This is the second occasion that the rugby guru has been reportedly killed, with the first one related to a ‘drug trafficking arrest’.
This is what Ryan had to say in his apparent death in a car crash:
Second time I’ve died via a fake news story. At least it isn’t the drug trafficking arrest the last one talked about.
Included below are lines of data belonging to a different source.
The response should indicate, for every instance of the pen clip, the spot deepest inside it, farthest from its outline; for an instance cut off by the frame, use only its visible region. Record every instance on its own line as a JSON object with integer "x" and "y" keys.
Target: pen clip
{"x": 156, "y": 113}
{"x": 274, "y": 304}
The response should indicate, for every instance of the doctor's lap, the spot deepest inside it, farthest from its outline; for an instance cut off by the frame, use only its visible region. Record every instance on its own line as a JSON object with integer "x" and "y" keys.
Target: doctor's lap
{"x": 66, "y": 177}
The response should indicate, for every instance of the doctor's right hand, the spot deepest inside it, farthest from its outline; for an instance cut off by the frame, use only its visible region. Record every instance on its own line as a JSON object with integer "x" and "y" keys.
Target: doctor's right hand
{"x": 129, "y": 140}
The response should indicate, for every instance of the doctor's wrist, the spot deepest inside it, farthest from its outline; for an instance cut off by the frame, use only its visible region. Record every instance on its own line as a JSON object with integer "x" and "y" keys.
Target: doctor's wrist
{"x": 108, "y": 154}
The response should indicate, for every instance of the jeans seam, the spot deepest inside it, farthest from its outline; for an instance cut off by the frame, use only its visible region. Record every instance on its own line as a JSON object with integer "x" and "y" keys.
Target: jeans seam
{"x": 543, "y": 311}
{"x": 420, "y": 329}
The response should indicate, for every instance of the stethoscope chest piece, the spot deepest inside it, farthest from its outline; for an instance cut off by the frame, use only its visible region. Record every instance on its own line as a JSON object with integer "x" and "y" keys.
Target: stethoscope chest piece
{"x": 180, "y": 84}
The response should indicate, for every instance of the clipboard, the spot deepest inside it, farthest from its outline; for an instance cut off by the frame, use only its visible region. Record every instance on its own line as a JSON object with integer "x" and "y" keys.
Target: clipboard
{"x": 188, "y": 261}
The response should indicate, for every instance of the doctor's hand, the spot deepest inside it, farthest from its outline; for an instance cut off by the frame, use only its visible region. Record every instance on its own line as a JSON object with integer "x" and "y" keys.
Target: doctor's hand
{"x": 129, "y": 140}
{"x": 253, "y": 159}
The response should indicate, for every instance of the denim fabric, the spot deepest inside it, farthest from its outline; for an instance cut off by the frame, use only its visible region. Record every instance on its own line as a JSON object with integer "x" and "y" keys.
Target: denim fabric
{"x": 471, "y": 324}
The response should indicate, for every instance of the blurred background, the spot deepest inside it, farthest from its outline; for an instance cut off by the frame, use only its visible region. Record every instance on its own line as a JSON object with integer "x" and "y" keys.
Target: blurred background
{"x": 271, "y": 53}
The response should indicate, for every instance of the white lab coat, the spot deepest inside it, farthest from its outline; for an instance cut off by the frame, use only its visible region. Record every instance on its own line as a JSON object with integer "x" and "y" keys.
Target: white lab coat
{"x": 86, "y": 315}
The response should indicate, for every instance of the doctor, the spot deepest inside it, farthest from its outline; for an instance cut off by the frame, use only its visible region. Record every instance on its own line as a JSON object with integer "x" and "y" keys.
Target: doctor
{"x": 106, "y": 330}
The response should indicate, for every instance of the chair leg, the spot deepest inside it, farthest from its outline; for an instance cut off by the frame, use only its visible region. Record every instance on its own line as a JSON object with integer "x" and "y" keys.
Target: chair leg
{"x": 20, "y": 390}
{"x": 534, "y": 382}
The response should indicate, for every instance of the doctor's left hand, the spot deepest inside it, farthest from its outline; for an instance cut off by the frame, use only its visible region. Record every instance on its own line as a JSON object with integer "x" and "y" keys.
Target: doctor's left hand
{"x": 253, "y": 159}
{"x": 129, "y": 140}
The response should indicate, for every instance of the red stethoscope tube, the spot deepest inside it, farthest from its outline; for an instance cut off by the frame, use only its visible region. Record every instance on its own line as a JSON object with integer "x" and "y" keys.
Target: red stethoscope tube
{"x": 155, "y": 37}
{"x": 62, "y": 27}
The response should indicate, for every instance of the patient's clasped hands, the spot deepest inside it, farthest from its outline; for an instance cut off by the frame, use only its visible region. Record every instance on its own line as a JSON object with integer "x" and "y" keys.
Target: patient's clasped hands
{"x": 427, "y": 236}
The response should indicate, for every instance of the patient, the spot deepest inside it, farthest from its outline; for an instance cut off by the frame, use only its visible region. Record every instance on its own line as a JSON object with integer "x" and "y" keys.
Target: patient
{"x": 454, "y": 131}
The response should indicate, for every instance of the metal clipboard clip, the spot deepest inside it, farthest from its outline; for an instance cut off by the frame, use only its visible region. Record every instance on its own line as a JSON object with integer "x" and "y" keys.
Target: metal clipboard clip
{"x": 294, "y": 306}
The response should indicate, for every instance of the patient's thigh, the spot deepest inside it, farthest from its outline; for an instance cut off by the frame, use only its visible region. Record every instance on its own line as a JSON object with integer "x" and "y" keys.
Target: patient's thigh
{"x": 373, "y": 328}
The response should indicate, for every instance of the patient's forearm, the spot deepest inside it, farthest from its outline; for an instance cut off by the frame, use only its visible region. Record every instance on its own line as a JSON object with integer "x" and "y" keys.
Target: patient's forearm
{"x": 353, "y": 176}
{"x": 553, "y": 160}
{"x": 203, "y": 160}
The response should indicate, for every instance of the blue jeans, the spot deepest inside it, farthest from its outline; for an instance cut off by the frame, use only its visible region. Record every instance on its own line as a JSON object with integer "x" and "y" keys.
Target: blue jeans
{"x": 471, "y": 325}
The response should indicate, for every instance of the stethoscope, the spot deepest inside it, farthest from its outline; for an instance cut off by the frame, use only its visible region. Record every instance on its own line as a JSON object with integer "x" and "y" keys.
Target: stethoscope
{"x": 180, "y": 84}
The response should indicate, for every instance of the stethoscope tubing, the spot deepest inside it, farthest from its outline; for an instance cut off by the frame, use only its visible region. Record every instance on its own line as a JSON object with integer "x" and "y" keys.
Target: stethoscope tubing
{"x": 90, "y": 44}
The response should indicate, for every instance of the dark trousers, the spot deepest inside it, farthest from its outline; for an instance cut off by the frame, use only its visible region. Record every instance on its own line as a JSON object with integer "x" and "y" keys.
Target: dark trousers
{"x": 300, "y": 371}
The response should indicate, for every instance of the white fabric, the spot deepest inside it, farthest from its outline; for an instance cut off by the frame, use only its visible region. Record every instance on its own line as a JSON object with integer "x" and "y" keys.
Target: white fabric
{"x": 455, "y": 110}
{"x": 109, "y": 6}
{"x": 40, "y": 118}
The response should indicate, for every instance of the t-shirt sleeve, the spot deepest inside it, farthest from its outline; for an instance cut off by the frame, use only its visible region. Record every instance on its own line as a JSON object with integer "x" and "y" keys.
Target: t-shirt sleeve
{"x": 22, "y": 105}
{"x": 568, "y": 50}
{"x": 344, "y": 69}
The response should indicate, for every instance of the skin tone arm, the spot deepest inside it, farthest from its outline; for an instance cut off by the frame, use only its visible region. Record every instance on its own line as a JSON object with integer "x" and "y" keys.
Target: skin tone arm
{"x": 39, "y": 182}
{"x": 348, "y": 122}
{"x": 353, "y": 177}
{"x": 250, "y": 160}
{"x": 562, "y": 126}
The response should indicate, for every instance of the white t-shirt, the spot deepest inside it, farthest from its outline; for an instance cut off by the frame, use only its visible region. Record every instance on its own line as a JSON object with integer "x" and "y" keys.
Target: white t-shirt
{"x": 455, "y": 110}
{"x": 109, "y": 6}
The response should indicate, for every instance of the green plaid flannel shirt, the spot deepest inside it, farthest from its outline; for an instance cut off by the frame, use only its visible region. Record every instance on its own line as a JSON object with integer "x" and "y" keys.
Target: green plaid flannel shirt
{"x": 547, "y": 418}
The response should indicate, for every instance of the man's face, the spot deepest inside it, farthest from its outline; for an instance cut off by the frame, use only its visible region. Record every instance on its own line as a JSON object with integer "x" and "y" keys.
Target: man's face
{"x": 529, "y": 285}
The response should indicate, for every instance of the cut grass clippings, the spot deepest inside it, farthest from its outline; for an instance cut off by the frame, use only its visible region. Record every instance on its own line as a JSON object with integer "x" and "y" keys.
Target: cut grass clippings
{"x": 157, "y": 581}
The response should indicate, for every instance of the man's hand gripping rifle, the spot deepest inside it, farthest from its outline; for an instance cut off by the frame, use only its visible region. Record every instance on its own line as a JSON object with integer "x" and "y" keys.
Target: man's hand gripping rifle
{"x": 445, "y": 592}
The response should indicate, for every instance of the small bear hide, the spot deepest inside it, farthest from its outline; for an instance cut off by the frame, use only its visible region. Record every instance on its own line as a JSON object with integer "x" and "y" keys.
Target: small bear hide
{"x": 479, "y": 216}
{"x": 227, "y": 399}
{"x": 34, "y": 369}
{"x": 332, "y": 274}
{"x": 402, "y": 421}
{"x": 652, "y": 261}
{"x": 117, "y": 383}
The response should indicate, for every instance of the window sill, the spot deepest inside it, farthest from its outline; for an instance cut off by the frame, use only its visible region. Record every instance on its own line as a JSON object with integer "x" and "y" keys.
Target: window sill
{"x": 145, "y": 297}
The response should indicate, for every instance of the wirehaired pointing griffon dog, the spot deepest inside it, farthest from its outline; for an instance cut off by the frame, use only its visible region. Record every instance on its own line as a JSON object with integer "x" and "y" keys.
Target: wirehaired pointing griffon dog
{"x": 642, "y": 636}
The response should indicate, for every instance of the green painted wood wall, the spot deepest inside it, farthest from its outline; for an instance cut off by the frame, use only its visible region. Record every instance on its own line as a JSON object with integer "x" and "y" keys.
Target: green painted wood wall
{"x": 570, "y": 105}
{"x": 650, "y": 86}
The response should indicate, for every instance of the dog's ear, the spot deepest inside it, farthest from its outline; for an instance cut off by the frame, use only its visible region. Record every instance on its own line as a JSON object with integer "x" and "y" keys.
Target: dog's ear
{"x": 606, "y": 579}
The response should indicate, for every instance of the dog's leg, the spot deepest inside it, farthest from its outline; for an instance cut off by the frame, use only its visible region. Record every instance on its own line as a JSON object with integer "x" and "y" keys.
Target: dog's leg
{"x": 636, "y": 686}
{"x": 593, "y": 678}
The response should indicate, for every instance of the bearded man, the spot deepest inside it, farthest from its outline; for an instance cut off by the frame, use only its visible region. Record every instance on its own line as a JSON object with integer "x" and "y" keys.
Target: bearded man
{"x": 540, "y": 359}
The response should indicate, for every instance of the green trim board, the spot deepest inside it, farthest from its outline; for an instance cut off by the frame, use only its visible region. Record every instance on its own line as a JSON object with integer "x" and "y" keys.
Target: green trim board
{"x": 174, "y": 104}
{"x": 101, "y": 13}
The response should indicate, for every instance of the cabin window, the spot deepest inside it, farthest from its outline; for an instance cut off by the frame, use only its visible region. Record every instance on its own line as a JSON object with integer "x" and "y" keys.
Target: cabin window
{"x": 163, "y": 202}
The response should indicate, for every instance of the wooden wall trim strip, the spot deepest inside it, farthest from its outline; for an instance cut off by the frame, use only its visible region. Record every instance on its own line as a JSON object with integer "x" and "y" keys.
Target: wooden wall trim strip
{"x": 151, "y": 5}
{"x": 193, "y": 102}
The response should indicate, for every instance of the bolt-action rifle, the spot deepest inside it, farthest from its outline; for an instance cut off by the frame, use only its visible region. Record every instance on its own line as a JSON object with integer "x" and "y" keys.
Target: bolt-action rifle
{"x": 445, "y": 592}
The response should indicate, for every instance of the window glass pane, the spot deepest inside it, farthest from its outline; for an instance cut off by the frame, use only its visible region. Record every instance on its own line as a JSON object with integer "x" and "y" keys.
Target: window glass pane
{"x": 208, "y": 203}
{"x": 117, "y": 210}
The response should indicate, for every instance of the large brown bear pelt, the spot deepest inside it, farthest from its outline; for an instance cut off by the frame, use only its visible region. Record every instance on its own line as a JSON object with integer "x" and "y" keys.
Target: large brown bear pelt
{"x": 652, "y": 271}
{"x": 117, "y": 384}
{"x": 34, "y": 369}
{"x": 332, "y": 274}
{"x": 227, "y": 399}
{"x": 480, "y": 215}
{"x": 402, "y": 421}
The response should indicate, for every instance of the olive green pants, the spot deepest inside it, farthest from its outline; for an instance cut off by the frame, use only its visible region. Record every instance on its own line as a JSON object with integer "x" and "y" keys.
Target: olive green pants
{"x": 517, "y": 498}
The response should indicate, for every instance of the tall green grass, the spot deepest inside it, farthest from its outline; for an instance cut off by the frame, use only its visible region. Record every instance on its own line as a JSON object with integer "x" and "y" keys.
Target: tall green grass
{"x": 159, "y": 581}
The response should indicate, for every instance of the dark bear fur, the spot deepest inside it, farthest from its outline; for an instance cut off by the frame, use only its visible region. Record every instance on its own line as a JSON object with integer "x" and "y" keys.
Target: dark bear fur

I’m nowhere Toronto though hear it’s a great spot, as long as you aren’t around the out of control Honda Civics. #veilomani https://t.co/4Aj0n3dRC9
— Ben Ryan (@benjaminryan) June 5, 2019
This is not the first time that a rugby star has seemingly been the victim of an errant Honda Civic in the city of Toronto, as only two weeks ago former Saracens loose forward Jacques Burger apparently met the same fate as Ryan.
The Namibian also took to Twitter after this latest fake news story about Ryan to say that the ‘Honda Civic is on a killing spree’.
If I do go it won’t be a Honda Civic… pic.twitter.com/D3UUHnXnRn
— Jacques Burger (@Nabasboer) May 26, 2019
That Honda Civic is on a killing spree @benjaminryan
— Jacques Burger (@Nabasboer) June 6, 2019
The site is perhaps taking advantage of Ryan’s name being in the news at the moment, as his book Sevens Heaven was recently named the Sports Book of the Year and the Heineken Rugby Book of the Year at the inaugural Telegraph Sports Book Awards.
Ryan’s book details the trials and tribulations surrounding leading Fiji to gold at the 2016 Olympics. A fake death is probably good publicity for his book.
Ryan is also promoting RugbyX – a new indoor version of rugby union. The O2 in London will host the debut event on October 29 when England, Ireland, France, Argentina and the USA compete in men’s and women’s competitions, with tickets going on sale last Friday.
Smaller indoor pitches, teams consisting of five players and simplified rules are all designed to produce a faster game that will broaden rugby’s appeal to families and sponsors.